Its been our final week previewing SUGAR – and a week with diverse audiences, venues…

This morning on our final day, we performed to the women in prison. They had created one of the characters, a storyline that was one of the hardest, but the one in the most need of our audience’s ears.  It was without a doubt emotional, for the women and performers… the Worry Demon about, it’s a powerful piece with hard issues, and it’s based on real life experiences.  We spoke to some of the women who made the piece, heard their pride and read the comments recorded, all saying it was powerful and excellent – but it was too much for some, and this is something for us to reflect upon.

Rewind to last night, Thursday  and we’re in Benwell, at Riverside with 70 women wrapped around the show, all sharing their thoughts… ‘best yet’ and ‘it was so powerful’ and ‘if I knew before it was going to be about childhood sexual abuse I wouldn’t have come but I’m glad I did, and I will speak the truth too’. 

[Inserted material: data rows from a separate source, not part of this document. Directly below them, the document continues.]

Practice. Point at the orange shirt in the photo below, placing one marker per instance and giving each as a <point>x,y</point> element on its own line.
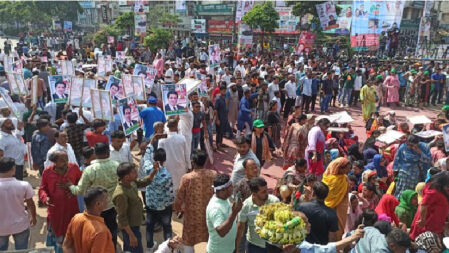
<point>88,233</point>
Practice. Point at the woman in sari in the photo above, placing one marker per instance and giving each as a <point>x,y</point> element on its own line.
<point>368,99</point>
<point>337,181</point>
<point>292,142</point>
<point>387,205</point>
<point>315,147</point>
<point>407,207</point>
<point>433,210</point>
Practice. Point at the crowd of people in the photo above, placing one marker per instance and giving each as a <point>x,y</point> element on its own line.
<point>355,195</point>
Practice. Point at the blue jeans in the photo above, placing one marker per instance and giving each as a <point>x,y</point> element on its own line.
<point>138,235</point>
<point>325,100</point>
<point>20,240</point>
<point>163,217</point>
<point>347,92</point>
<point>196,137</point>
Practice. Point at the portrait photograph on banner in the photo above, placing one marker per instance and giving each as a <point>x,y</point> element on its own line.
<point>76,90</point>
<point>115,86</point>
<point>59,88</point>
<point>174,97</point>
<point>17,83</point>
<point>4,94</point>
<point>86,100</point>
<point>129,114</point>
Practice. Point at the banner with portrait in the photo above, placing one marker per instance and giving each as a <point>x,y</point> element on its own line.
<point>16,83</point>
<point>148,73</point>
<point>327,14</point>
<point>129,114</point>
<point>174,98</point>
<point>214,55</point>
<point>115,86</point>
<point>101,104</point>
<point>8,101</point>
<point>59,88</point>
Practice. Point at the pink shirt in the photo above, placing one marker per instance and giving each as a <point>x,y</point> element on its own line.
<point>12,196</point>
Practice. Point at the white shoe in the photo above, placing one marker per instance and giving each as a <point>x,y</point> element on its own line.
<point>153,249</point>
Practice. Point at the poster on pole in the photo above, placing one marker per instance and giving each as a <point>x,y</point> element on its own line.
<point>86,100</point>
<point>214,55</point>
<point>115,86</point>
<point>101,104</point>
<point>129,114</point>
<point>67,68</point>
<point>4,94</point>
<point>328,15</point>
<point>34,85</point>
<point>148,73</point>
<point>174,98</point>
<point>59,88</point>
<point>76,91</point>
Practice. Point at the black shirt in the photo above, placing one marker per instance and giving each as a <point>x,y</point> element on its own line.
<point>322,219</point>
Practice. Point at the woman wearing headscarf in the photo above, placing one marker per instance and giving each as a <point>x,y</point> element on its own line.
<point>407,207</point>
<point>315,148</point>
<point>411,164</point>
<point>337,181</point>
<point>387,205</point>
<point>432,212</point>
<point>429,242</point>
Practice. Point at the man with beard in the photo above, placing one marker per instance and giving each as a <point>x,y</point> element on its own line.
<point>12,145</point>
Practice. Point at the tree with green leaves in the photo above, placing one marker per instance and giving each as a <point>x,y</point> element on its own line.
<point>263,17</point>
<point>125,22</point>
<point>158,38</point>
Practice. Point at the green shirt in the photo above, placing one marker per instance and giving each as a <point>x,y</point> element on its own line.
<point>349,84</point>
<point>128,203</point>
<point>102,172</point>
<point>217,211</point>
<point>248,215</point>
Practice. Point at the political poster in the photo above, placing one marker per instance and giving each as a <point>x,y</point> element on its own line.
<point>327,14</point>
<point>34,83</point>
<point>243,6</point>
<point>101,104</point>
<point>129,114</point>
<point>4,94</point>
<point>16,83</point>
<point>115,86</point>
<point>174,98</point>
<point>344,20</point>
<point>67,68</point>
<point>370,18</point>
<point>76,91</point>
<point>140,23</point>
<point>67,26</point>
<point>305,42</point>
<point>214,55</point>
<point>59,88</point>
<point>148,73</point>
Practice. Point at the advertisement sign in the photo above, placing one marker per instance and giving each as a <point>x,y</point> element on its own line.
<point>328,15</point>
<point>220,26</point>
<point>214,9</point>
<point>198,25</point>
<point>305,42</point>
<point>140,23</point>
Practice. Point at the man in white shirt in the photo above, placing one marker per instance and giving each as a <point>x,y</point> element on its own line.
<point>290,88</point>
<point>12,145</point>
<point>61,144</point>
<point>358,83</point>
<point>177,149</point>
<point>272,87</point>
<point>119,150</point>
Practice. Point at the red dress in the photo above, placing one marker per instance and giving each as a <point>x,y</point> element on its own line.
<point>437,210</point>
<point>63,208</point>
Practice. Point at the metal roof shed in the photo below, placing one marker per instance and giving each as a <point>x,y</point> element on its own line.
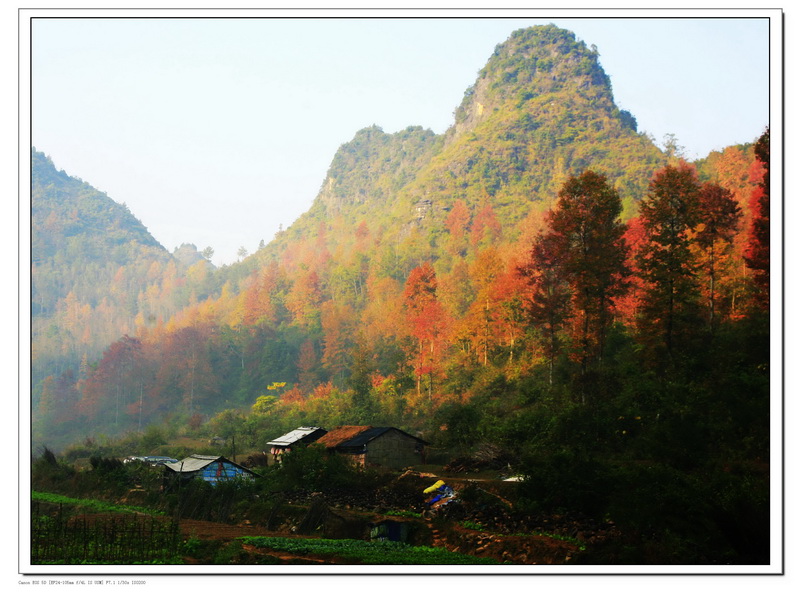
<point>301,436</point>
<point>212,469</point>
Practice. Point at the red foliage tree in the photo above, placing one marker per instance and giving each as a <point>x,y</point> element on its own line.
<point>719,216</point>
<point>757,254</point>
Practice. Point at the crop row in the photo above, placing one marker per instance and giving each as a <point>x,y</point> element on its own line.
<point>366,552</point>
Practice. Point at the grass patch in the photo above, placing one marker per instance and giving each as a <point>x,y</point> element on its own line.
<point>91,504</point>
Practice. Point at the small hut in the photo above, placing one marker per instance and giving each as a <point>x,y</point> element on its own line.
<point>212,469</point>
<point>302,436</point>
<point>375,446</point>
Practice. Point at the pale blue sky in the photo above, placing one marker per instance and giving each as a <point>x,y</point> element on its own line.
<point>215,132</point>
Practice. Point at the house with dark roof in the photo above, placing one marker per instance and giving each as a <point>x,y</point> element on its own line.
<point>302,436</point>
<point>212,469</point>
<point>375,446</point>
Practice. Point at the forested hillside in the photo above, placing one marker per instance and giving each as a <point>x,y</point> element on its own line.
<point>541,281</point>
<point>96,274</point>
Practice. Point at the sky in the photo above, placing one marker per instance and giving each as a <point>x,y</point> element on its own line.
<point>217,132</point>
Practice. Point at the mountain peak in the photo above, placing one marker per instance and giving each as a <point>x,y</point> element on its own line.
<point>532,63</point>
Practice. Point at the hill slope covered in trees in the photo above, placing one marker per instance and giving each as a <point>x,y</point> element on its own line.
<point>541,283</point>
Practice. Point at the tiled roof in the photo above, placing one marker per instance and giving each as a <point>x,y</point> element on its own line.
<point>356,436</point>
<point>340,435</point>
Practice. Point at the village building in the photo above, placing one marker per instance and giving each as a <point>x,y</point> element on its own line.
<point>386,447</point>
<point>212,469</point>
<point>302,436</point>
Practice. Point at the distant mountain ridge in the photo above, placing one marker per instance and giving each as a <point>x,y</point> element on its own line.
<point>323,304</point>
<point>541,109</point>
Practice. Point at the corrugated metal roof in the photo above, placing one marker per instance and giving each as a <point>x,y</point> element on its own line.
<point>195,462</point>
<point>198,462</point>
<point>338,436</point>
<point>294,436</point>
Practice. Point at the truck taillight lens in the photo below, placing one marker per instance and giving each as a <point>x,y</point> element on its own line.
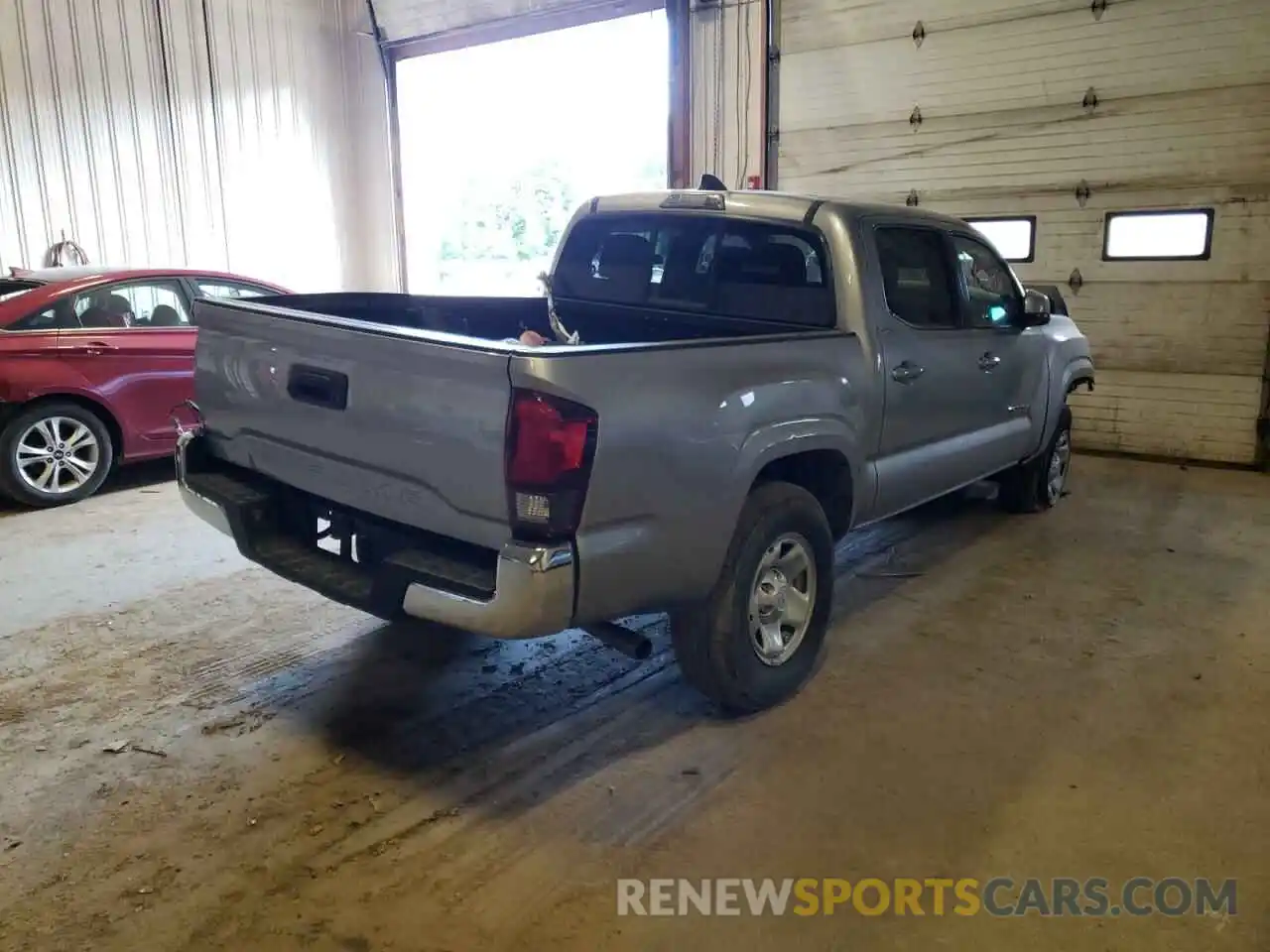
<point>550,445</point>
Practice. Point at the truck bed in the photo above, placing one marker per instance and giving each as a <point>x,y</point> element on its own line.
<point>500,318</point>
<point>398,405</point>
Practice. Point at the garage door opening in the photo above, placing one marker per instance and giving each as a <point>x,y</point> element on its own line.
<point>502,143</point>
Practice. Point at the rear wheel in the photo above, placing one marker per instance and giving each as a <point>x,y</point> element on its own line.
<point>54,453</point>
<point>754,642</point>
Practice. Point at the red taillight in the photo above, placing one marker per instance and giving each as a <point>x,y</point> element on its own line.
<point>550,443</point>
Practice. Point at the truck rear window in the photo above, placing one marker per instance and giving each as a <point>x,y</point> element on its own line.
<point>681,261</point>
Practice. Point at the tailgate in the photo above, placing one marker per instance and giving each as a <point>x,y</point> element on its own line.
<point>400,422</point>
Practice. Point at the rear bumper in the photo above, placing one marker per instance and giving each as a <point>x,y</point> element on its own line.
<point>530,593</point>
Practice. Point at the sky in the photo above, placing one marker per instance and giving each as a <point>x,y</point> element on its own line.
<point>594,98</point>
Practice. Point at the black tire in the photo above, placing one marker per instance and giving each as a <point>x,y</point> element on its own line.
<point>1025,489</point>
<point>12,480</point>
<point>712,640</point>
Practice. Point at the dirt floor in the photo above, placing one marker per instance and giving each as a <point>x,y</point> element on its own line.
<point>1083,693</point>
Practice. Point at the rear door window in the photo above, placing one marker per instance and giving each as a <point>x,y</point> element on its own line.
<point>756,271</point>
<point>916,277</point>
<point>231,290</point>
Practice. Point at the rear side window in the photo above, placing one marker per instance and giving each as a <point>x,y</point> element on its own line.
<point>230,290</point>
<point>735,268</point>
<point>916,277</point>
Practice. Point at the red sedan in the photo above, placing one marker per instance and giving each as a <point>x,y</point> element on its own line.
<point>91,363</point>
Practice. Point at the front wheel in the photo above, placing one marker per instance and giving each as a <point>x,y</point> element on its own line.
<point>756,639</point>
<point>1040,483</point>
<point>54,453</point>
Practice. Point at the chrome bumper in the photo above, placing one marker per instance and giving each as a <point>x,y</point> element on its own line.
<point>532,595</point>
<point>534,592</point>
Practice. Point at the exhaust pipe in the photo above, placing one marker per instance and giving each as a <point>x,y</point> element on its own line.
<point>615,636</point>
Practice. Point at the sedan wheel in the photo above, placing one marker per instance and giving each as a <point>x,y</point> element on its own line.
<point>55,453</point>
<point>58,456</point>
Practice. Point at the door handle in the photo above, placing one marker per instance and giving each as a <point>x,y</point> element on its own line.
<point>907,372</point>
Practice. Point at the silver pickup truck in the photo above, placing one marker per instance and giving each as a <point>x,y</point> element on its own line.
<point>744,379</point>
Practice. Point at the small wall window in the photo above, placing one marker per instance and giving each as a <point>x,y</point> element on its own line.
<point>1159,236</point>
<point>1015,239</point>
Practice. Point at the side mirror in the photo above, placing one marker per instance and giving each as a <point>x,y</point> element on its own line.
<point>1037,308</point>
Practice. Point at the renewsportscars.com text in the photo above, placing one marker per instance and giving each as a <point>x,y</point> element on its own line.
<point>996,896</point>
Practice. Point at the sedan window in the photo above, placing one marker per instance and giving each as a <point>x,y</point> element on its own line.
<point>154,303</point>
<point>230,290</point>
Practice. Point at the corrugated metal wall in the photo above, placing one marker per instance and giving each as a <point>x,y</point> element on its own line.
<point>220,134</point>
<point>728,63</point>
<point>1006,107</point>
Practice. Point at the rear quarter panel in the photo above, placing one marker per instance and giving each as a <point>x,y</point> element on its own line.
<point>684,430</point>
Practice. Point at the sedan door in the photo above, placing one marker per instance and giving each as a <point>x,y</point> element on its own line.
<point>135,348</point>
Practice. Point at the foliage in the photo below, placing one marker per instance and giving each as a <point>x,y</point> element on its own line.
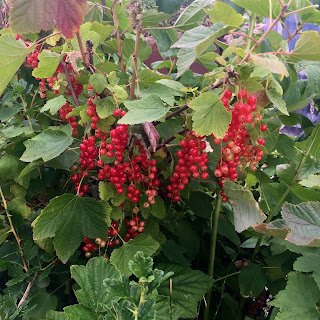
<point>168,189</point>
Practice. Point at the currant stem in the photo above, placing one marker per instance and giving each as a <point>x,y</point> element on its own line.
<point>213,252</point>
<point>70,84</point>
<point>13,229</point>
<point>135,64</point>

Wednesday our audience was Changing Lives, their workers and women, some our collaborators.  This show was dedicated to one of the women who had helped create Annie.  Post show discussion was once again food to take away.

Tuesday we were at Contact Theatre in Manchester, a matinee and evening performance, audiences full of friends, family, and full of love and support (that’s how it felt).  We also had the general public, other practitioners/actors/artists – we gathered feedback, critiques and support.

We had travelled down to Manchester the night before, on the Monday,  and performed to women from Direct Access hostel (in the hostel) to women who had created Tracy’s story.  This is where the Worry Demon popped up again, I thought it had gone, been banished.  It appeared when Tracy was talking about the agency worker turning her back, her attitude and the stone in the washing machine. I feared a worker was going to get the sack, for supporting the voice of the women, for exposing the need for women to be supported, given a cup of tea and care….but no, management liked/loved it, spot on – maybe the agency worker needs to worry!

This performance, as with the one on Wednesday, was dedicated to one of the women from the project.  We have lost two women on this project – we had asked both where do you see yourselves in five years, one saying she wished her mental health better, another that she could mend things between her and her sister….now no longer with us.

We end tonight with a 90+ strong audience at West End Women & Girls Centre.  Its been a roller coaster of a mini tour, a preview that has asked our audiences to tell us what they liked and what they would like more or less of. It’s been interesting, nerve wracking and brilliant.

The actors have been incredible, the task is not easy, three stories and at the same time one.  I’m really looking forward to this evening, then later reflecting on the feedback and impact.

We tour to celebrate International Women’s Day (last night someone said it wouldn’t be March if Open Clasp wasn’t touring).  SUGAR celebrates strength and reliance, but it also is a Call to Arms for change!